The target activated partial thromboplastin time (aPTT) for UFH should be ≥2× control, and the dose should be adjusted accordingly 1.

Switch from enoxaparin to UFH at 36 weeks of gestation
Implement the switch in a hospital setting
Target aPTT for UFH should be ≥2× control
UFH should be continued until 4–6 hours before planned delivery and restarted 4–6 hours after delivery if there are no bleeding complications 1

From the Research

Enoxaparin has several advantages over unfractionated heparin, including a higher ratio of anti-Xa to anti-IIa activity, more consistent release of tissue factor pathway inhibitor, weaker interactions with platelets, and less inhibition of bone formation 2.
Enoxaparin has a higher and more consistent bioavailability after subcutaneous administration than unfractionated heparin, a longer plasma half-life, and is less strongly bound to plasma proteins 2.
Clinical studies have confirmed that these pharmacological advantages translate into improved outcomes, and enoxaparin has been shown to be a safe and effective agent in the treatment of a whole spectrum of acute coronary syndromes, with similar efficacy and safety in the prevention and treatment of venous thromboembolism 3.

There is no direct evidence to suggest that enoxaparin should be switched to unfractionated heparin at 36 weeks of gestation.
However, studies have shown that switching from one anticoagulant to another can be done safely and effectively, with similar outcomes and reduced bleeding complications 4.
The decision to switch from enoxaparin to unfractionated heparin should be based on individual patient factors and clinical judgment, taking into account the patient's medical history, current condition, and potential risks and benefits of each treatment option.

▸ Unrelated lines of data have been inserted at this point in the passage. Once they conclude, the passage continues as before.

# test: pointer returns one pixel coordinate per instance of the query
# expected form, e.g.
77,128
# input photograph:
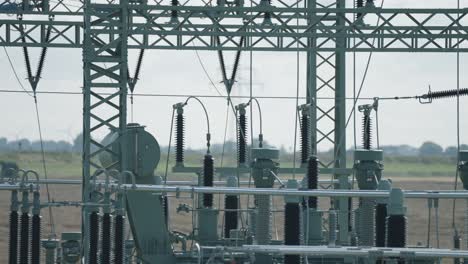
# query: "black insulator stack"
13,237
305,145
208,175
106,239
43,55
231,204
180,134
24,243
445,94
242,139
93,237
119,240
396,231
366,132
36,240
312,180
359,4
165,204
292,230
174,12
380,224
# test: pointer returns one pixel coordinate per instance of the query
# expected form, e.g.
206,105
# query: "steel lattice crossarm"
287,29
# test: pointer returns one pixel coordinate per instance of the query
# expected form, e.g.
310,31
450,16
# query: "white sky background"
179,72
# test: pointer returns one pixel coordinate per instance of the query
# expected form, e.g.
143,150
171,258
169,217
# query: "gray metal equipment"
264,171
146,211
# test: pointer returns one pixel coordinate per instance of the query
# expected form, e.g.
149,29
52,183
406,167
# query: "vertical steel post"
311,97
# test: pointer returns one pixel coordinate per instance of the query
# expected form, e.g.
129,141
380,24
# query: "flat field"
68,218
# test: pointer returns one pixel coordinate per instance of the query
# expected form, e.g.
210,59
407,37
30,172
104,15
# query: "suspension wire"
215,96
44,167
354,87
15,73
377,130
34,96
207,74
297,102
222,159
454,202
169,147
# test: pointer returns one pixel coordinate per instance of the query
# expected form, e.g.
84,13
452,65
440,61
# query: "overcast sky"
179,72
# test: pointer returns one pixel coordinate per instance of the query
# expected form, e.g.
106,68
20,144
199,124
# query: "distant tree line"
26,145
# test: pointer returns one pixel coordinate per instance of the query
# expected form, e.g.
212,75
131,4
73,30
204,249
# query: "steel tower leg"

Enoxaparin has a greater bioavailability and longer half-life than unfractionated heparin, permitting less frequent subcutaneous administration 5.
Enoxaparin has been shown to be an effective alternative in the prophylaxis and treatment of thrombosis, with the convenience of less frequent administration than unfractionated heparin and the possible advantage of a lesser propensity for bleeding complications 5.
The pharmacokinetic and pharmacodynamic properties of enoxaparin are distinct from those of unfractionated heparin, and these molecules cannot be regarded as interchangeable 2.